Try typing church gospel, rhythm and blues, Lawrence Welk, and Ella Fitzgerald into your favorite streaming music service. If you’re lucky, the results will surround you with the soulful sounds of Jessie Laine Powell. The Lexington singer has garnered wide acclaim for her sultry blend of gospel music with contemporary and traditional jazz.
Powell appeared on KET’s Connections with Renee Shaw to discuss her life, her music, and her latest CD.
The Roots of Her Distinctive Style
Growing up a preacher’s kid in Lexington in the 1960s and 1970s, Powell says she was surrounded by church music, as well as Saturday night TV staples “Hee Haw” and “The Lawrence Welk Show.” When Powell started performing publicly at age 14, she sang everything from country to R&B to pop.

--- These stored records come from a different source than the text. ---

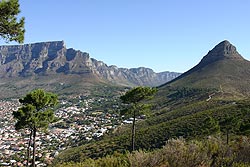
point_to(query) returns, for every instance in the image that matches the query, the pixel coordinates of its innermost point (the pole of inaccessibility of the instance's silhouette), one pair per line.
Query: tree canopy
(133, 97)
(11, 29)
(35, 114)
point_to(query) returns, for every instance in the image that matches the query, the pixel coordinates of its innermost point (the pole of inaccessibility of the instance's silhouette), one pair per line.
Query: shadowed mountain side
(48, 58)
(223, 68)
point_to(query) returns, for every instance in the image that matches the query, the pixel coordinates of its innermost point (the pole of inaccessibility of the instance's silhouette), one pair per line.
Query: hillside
(190, 107)
(63, 70)
(223, 69)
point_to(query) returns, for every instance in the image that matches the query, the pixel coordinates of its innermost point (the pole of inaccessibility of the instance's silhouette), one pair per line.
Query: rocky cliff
(49, 58)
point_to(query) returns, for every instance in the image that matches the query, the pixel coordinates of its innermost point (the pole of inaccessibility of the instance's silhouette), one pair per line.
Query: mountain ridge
(53, 57)
(223, 68)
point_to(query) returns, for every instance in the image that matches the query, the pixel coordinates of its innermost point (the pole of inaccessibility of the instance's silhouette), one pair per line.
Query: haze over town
(162, 35)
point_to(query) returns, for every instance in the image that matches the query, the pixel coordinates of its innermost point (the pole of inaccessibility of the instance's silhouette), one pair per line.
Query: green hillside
(210, 99)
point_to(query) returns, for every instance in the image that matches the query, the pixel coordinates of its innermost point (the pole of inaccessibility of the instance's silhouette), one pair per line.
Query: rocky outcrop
(224, 50)
(49, 58)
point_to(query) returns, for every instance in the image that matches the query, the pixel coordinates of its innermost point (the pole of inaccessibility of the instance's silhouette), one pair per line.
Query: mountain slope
(183, 108)
(48, 58)
(223, 68)
(50, 65)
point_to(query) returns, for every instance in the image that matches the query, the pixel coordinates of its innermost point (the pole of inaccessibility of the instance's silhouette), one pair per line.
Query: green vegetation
(36, 113)
(133, 98)
(10, 28)
(179, 152)
(189, 117)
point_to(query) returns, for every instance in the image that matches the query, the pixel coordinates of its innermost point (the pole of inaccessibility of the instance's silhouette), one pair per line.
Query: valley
(209, 101)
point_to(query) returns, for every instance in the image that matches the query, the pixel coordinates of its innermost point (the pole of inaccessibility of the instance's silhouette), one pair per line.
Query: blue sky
(165, 35)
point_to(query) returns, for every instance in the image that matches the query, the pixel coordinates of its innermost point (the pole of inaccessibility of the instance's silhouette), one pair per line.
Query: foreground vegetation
(193, 118)
(212, 151)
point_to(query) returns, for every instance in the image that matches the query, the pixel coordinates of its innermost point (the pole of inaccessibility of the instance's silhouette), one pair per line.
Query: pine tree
(35, 114)
(11, 29)
(133, 98)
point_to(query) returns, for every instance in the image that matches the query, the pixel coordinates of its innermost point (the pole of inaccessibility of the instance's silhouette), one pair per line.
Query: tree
(133, 98)
(35, 114)
(11, 29)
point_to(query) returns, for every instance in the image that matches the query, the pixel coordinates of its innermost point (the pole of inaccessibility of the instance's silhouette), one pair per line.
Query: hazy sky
(165, 35)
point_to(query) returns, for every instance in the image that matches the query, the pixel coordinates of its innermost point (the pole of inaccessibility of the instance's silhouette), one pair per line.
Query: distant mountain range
(201, 102)
(51, 63)
(223, 68)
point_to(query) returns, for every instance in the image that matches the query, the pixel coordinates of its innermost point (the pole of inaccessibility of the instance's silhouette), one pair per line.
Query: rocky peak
(224, 50)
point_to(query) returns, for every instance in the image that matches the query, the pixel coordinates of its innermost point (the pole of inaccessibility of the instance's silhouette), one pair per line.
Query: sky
(165, 35)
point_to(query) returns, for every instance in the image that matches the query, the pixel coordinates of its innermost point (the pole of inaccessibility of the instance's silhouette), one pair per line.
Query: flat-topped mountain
(223, 68)
(54, 63)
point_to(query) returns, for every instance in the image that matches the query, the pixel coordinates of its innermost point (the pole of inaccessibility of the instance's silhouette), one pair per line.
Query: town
(80, 120)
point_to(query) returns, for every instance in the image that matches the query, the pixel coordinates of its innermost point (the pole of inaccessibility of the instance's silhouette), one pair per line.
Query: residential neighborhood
(78, 123)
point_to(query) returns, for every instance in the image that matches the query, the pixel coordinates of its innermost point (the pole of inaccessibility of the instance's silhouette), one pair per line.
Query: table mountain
(54, 63)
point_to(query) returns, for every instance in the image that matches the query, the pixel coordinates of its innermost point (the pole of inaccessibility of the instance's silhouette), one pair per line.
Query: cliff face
(49, 58)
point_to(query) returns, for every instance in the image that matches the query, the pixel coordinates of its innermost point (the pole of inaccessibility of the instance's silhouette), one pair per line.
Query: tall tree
(11, 29)
(133, 98)
(35, 114)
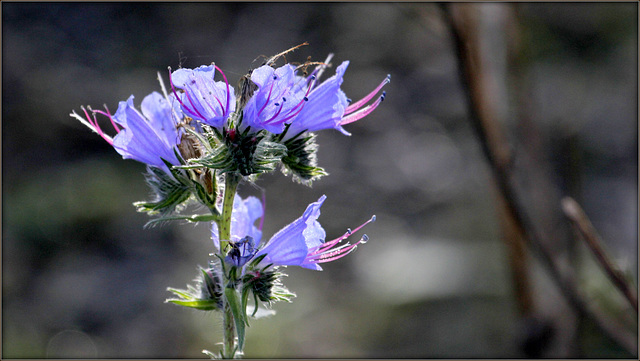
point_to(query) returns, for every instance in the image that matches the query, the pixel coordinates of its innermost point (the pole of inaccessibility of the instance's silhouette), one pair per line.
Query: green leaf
(204, 305)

But when she was in her 20s, Powell was invited to perform at a local bistro by the late Lexington jazz pianist Mike Allen. Powell says Allen took her under his wing and introduced her to jazz, especially standards by the likes of Duke Ellington, George and Ira Gershwin, Harold Arlen, and others. She admits she was skeptical at first, but as she learned more about the improvisatory nature of jazz, Powell says she got hooked.
“I like the vastness of it because I’m a free-spirited person,” Powell says, “so this just gives me room to grow.”
During this time Powell says she had many mentors even though she never met any of them: jazz legends Ella Fitzgerald, Carmen McRae, and Billy Eckstine, as well as popular singers like Barbra Streisand, Nat King Cole, and Natalie Cole. As she studied recordings by the vocalists, Powell says she at first thought she had to emulate them in her own performances.
“Then when I embraced my own originality and what I had to give and what I had to offer and not trying to be someone else, it made it so much easier for me,” Powell says.
Inspiration with a Groove
As Powell’s jazz career began to take off, she jumped at a chance to move to California and sing on radio and television, and open for Nancy Wilson, the acclaimed jazz, blues, and pop artist. A few years later she returned to her hometown and released her first CD titled “On the Edge” in 2008. Her second CD, “Fill the Void,” came out earlier this month.
Both recordings feature Powell’s smoky and sultry blend of jazz and gospel music. She says she resisted advice from record producers to separate the two genres because she wanted her fans to have songs they could groove to while also hearing selections that are calming and inspirational.
“It’s a ministry in a way to me,” Powell says of her music.
One song on her new album that Powell is particularly proud of is one she composed. “You’re Okay” was written as a gift to her teenage daughter, who was having a tough time in school. Powell says the song is meant as an antidote to the pressures that society places on young women, and a reminder for them to connect with their inner beauty, strengths, and unique gifts.
“I’m just a channel for a greater power that flowed through me to be able to write this song,” Powell says. “Regardless if she’s big, full-figured, small, it doesn’t matter. It all starts on the inside.”
Powell also wants her music to serve as a voice for those who have been sexually abused. She says she survived a rape earlier in her life, so she wants to help bring attention to the problem of sexual violence.
Now 54 years old, Powell is proud of the time and work she’s devoted to her honing her singing talents. She fears that the music business now is too focused on generating a quick profit on overnight successes.
“The industry has changed so very much,” Powell says. “You’ve got YouTube and you’ve got all the social media and anybody can just get up there and be a star without going through what I went through for 30 years.”